Scaffold nanostructures from self-assembly of beta-sheet peptides, RADAFI and RADAFII, containing same amino acid compositions but different positions of one phenylalanine residue, were investigated. Atomic force microscopy (AFM) images clearly showed that peptide RADAFI self-assembled into twisted nanofibers with multiple molecular sized width and height, but no twisted nanofiber, characterized by a stacked bilayer model with single molecular sized width, was obtained in RADAFII scaffold. Two models of the hierarchical self-assembling behaviors could be illustrated for RADAFI and RADAFII scaffolds. The peptide scaffolds might also be promising for a variety of possible biomedical applications, including drug delivery, and the results revealed some relationships among the peptide sequence, the network nanoarchitecture, and the controlled release. From the remarkably large difference between the architecture and properties of the self-assembling materials based on the two similar peptides, it could be concluded that the self-assembly behaviors were delicate and could be dramatically altered by small modifying peptide structural features due to subtle changing the phenyl group position. The presence of a center pi-pi stacking between two beta-sheet-forming strands in the peptide sequence was demonstrated to be an important factor in promoting the twisted nanofiber morphology and a stronger network. Also, the concept of dominating the network nanostructures could be harnessed in the de novo design of delivery materials for some special biomolecules.

Controlled release and entrapment of enantiomers in self-assembling scaffolds composed of beta-sheet peptides.
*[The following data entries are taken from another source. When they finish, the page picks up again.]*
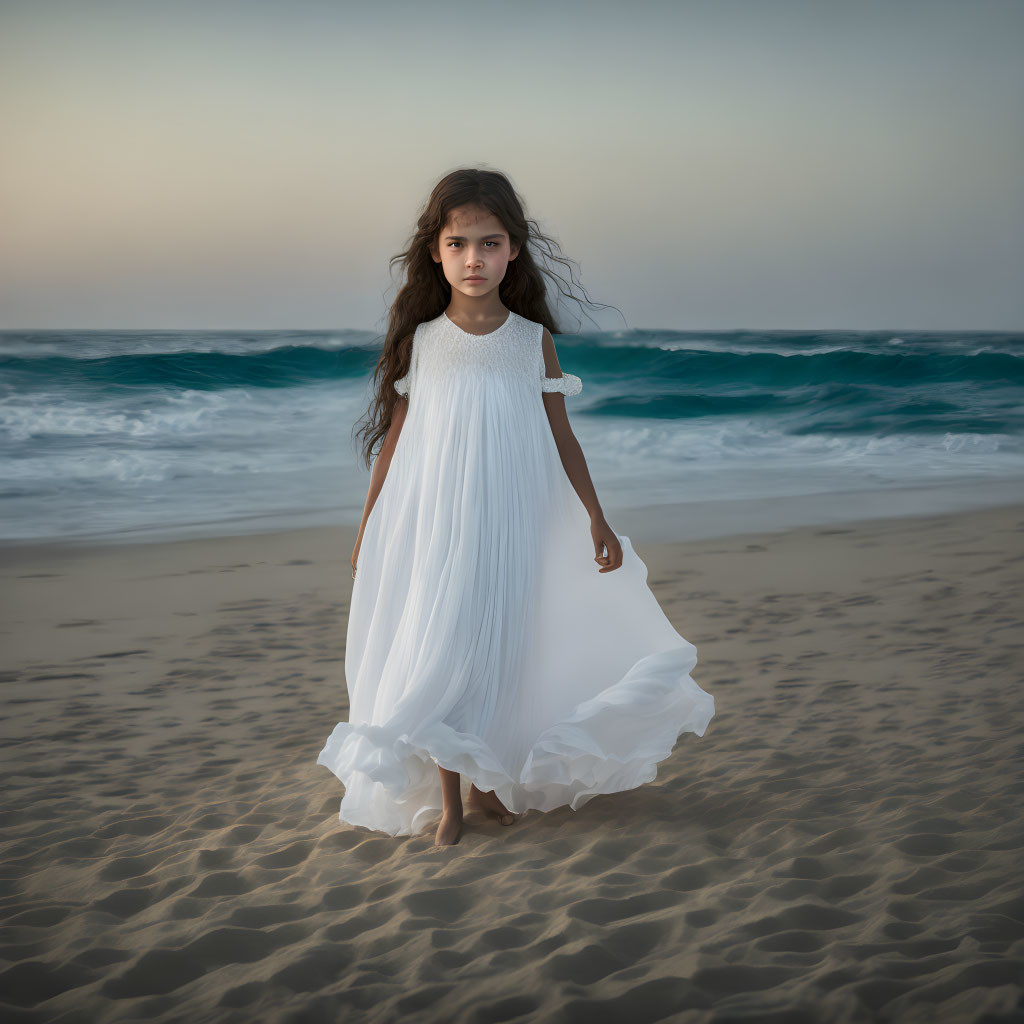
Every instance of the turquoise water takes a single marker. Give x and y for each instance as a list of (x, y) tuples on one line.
[(126, 433)]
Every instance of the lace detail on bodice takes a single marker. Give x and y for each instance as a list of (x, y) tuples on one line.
[(567, 384), (514, 350)]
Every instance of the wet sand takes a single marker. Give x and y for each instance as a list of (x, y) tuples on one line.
[(844, 844)]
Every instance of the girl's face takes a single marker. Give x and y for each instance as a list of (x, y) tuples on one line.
[(474, 251)]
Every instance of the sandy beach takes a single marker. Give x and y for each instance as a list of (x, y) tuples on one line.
[(844, 844)]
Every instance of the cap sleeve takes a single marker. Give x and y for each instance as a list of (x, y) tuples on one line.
[(567, 384)]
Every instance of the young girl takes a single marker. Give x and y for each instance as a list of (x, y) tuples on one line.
[(500, 629)]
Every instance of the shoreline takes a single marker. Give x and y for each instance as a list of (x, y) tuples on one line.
[(842, 844), (666, 522)]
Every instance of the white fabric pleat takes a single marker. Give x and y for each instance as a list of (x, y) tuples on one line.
[(481, 636)]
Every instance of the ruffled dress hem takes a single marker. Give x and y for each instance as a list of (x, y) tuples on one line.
[(591, 752)]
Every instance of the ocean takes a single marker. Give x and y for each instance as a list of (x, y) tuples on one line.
[(127, 435)]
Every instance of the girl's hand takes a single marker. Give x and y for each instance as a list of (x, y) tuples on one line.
[(604, 537)]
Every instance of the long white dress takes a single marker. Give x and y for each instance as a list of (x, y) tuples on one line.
[(481, 636)]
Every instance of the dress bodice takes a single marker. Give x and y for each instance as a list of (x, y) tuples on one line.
[(514, 351)]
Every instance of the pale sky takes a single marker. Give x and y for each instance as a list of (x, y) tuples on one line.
[(760, 164)]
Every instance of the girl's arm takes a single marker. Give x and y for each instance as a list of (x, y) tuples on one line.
[(574, 464), (380, 468)]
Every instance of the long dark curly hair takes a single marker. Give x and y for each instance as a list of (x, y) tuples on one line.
[(426, 293)]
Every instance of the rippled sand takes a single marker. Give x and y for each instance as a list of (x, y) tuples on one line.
[(844, 844)]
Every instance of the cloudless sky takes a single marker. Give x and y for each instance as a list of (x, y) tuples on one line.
[(799, 164)]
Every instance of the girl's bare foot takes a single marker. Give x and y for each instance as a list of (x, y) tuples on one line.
[(450, 828), (491, 805)]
As a first step toward utilizing self-assembling peptide scaffolds to create tunable matrices for drug delivery, peptide RADAFI and RADAFII, containing the same amino acid composition but different positions of one phenylalanine residue, scaffolds were prepared for controlled release of chiral enantiomers. The release behaviors depended on the network nanostructures and the guest chirality and were well tailored via loading different amounts of guests. This contribution addressed the relationships among the peptide sequence, the network nanoarchitecture, and the controlled release. RADAFII systems provided a means of controlling the release kinetics for L- and D-phenylalanine, which was achieved through the facile pi-pi stacking between the aromatic rings of L-isomer and those in RADAFII sequence and through the appropriate scaffold nanoarchitecture. The concept of controlled release for enantiomers via dominating the network nanostructures can also be harnessed in the de novo design of delivery systems with specific structural features for some special biomolecules.